The three states that make up the majority of the Delta, (Mississippi, Arkansas, and Louisiana) grow ~330 mil bushels (9 MMT) of soybeans annually, ~8% of the US total. Low river levels have, rightly, taken all the oxygen out of the room when discussing markets in this region. But its not just the river that is producing headwinds for these growers. There is a more structural issue materializing.
Have a look at last week’s USDA WASDE data on the global soybean market, and compare it to ten years prior.

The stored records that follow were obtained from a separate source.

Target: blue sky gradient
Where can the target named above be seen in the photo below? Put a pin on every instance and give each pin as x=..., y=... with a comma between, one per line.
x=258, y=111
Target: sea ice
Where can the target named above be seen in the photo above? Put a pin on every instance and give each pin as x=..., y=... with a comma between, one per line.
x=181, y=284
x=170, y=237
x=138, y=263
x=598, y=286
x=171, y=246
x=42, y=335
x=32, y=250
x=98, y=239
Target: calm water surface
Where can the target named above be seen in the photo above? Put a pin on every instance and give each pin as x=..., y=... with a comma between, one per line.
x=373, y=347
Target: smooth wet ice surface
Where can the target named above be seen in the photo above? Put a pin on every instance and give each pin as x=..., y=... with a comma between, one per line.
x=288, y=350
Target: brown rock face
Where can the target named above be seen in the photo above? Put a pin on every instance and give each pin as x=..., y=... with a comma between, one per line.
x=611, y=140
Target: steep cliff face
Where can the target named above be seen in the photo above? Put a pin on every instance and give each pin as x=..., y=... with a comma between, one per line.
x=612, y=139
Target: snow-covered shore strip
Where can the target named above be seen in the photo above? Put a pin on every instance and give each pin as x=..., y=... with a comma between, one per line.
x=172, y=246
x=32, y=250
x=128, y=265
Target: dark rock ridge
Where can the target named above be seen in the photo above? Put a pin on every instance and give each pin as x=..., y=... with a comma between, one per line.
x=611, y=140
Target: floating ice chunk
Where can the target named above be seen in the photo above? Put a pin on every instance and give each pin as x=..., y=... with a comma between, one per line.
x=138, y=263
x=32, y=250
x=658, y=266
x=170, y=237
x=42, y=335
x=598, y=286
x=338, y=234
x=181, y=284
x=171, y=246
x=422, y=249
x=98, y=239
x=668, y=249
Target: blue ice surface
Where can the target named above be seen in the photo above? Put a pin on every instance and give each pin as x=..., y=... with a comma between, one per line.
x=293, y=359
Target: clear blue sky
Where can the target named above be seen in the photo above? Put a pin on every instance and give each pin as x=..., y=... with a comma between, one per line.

This crop year, the USA is expected to export 48 MMT of beans, 28% of global import demand. Down from 39% ten years ago. Said another way, US exports have moved from 141 days to 104 days of global import demand in ten short years. South America’s export season begins in February. As their exports grow their shipping season extends deeper and deeper into the US fall.
And here is the Delta dilemma. Delta harvest begins in early August, at least a month ahead of the Midwest. This year ~60% of the Delta crop was harvested by Oct 1. Historically Delta farmers enjoyed big early season premiums as they refilled an empty global pipeline. Going forward those same early beans will have the toughest competition with lingering South American inventories.
Harvest carries seem inevitable. The Delta will need to build bins to store beans (not easy with 80-90 degree harvest time temps) or develop new markets away from export (Oxbow Crush is working to be one of those new Delta markets).
The implications of this stretch beyond the Delta. Early season barge demand, upriver basis levels, CME futures spreads, all will see impacts.